On , Serb notables met at Orašac in the Kragujevac nahiya and decided to rise up under the command of Karađorđe. Aleksa's brother Jakov Nenadović had succeeded as obor-knez of Tamnava, and when hearing that the Kragujevac, Rudnik and most of the Belgrade nahiyas had risen up, he and his nephew, Aleksa's son, the archpriest Matija Nenadović, decided to organize rebellion in the Valjevo nahiya. On , or the following day, the Serb notables of the Valjevo nahiya gathered at the Brankovina height (Brankovački vis) and decided to rise up against the Dahije. Some 700 men were gathered, but they were ill-equipped. Jakov took 300 men of Posavina and Tamnava and went to Beljin and fought with the Šabac Turk detachment on , with many wounded on both sides. The rebels under Matija Nenadović and Nikola Grbović took over Valjevo in March and at the same time, Jakov Nenadović destroyed an enemy unit at Svileuva.

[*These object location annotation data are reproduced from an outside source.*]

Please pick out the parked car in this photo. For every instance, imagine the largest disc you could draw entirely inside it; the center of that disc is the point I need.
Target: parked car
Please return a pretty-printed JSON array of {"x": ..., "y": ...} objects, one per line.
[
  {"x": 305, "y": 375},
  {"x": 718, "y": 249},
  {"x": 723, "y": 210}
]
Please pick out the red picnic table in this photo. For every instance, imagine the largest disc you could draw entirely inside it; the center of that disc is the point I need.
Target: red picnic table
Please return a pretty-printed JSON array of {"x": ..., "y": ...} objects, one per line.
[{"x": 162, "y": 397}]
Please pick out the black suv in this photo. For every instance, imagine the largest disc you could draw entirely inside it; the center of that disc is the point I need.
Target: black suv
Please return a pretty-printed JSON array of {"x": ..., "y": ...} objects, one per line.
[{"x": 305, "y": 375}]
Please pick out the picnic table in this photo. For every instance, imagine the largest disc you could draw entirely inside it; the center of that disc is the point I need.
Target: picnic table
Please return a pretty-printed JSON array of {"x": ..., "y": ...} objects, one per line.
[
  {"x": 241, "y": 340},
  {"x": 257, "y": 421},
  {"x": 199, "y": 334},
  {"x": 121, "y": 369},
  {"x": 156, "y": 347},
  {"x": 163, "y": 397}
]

The Valjevska Tamnava rebel unit participated at Svileuva, Beljin, Čučuge, Bratačić, Bukovica, Mišar, Loznica, Lešnica. Among notable leaders, comrades of the Nenadović family of the Valjevo nahiya and Luka Lazarević of the Šabac nahiya, were Isailo Lazić from Krtinska, Petar Erić from Zvečka, priest Leontije Marković from Urovci, Živan Petrović from Kalenić, Vasilj Pavlović from Bajevac, Đura Kostić from Crvena Jabuka, hegumen Jeremija from Grabovica, Milovan Zujalović from Tulari, Živko Dabić from Gola Glava, Jovan Tomić-Belov from Donje Crniljevo, Mihailo Gluvac from Kamenica, Rade Radosavljević from Goločelo, and others.

==Notable people==
- Juriša Mihailović (Јуриша Михаиловић) was a Serb revolutionary, a captain (kapetan) in the Valjevska Tamnava knežina during the First Serbian Uprising. He was born in Grabovac. Juriša was a merchant, regarded the richest in the Valjevska Tamnava area. Juriša and Petar Erić participated at the Ostružnica Assembly (7–16 May 1804), accompanying archpriest Matija Nenadović, as representatives of the Valjevo nahija. Juriša participated at the Zemun Meeting (10 May 1804) as one of the 16 Serbian representatives. As one of the representatives of the Valjevo nahija, he signed the April 1805 petition to the Sultan.